Alberta looks like a Lord of the Rings set, which already makes us love it. The Western Canada province is a landscape of mountains, ice fields, prairies, badlands, some 600 lakes and a vast, little explored coniferous forest full of (we assume) ‘Sqatch. It’s a nature lover’s paradise. Soon, it might be a craft beer lover’s paradise too.
Last Thursday, Alberta’s government announced that small beer brewers in the province could start applying for grants which could eventually run up to $12 million a year for a single brewery (if it met the criteria). Of course, this comes as a way to help offset a pretty significant tax hike on all beer being sold in the province, but the brewers seem to think it’s a big win. According to Global News:
“Alberta’s craft brewing industry is an important part of a more diversified, more resilient economy for all Albertans,” [Finance Minister Joe] Ceci told reporters at a news conference at a local craft brewer.
“With 37 craft brewers and counting, our government knows that we all benefit with great local products.”

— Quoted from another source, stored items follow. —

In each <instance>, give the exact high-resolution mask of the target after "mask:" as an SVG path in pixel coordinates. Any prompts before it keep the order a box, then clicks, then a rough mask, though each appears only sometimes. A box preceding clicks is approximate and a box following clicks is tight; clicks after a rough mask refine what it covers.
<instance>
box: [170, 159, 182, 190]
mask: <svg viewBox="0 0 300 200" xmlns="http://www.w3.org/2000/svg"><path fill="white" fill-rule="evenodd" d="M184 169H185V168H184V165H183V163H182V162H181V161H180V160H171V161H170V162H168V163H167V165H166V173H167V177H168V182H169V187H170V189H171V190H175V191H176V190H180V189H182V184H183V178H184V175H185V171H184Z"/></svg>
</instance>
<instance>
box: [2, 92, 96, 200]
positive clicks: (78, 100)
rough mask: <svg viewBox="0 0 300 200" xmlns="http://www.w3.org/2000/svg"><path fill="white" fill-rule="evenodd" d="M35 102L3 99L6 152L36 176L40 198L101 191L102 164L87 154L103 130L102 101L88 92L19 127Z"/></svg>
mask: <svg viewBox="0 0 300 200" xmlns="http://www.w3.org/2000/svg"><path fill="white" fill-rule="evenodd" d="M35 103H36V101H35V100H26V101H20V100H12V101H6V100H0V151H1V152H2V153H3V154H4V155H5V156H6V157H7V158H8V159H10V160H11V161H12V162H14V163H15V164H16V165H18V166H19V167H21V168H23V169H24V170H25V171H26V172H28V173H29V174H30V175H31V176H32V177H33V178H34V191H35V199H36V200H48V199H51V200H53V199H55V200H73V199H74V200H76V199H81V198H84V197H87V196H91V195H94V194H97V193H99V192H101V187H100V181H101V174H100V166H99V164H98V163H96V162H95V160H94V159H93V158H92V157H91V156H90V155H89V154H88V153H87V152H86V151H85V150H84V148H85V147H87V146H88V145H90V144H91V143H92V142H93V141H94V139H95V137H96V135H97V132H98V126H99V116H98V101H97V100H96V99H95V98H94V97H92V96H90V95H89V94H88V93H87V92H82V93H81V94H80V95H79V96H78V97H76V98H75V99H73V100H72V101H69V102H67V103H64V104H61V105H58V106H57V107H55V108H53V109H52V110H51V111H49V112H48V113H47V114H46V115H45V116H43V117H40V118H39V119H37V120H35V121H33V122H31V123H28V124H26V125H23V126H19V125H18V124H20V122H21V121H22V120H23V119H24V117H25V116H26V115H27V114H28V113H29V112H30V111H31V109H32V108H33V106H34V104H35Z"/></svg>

It’s called the Alberta Small Brewers Development Program, and it will provide a monthly grant to breweries that produce and sell up to 300,000 hectoliters of product each year, so breweries must submit sales records to the province semi-annually. Once they exceed that mark, they get no money. According to CBC News:
“The 37 or so small breweries aren’t anywhere close to that 300,000 hectolitres as of yet,” Agriculture and Forestry Minister Oneil Carlier said.
If a single producer were to get very close but not exceed that limit, they could receive a maximum grant of $12 million annually, Carlier said.
That’s a brow-raising number. But as mentioned, the program coincides with an equally jaw-dropping markup on beer, which is being raised $1.25 a liter on Aug. 5 for all beer sold in Alberta. That sucks most convincingly. Previously, Alberta brewers paid less on the markup, with a sliding scale starting as low as 10 cents per liter. The government’s hoping this evens out the playing field. Guess we’ll see.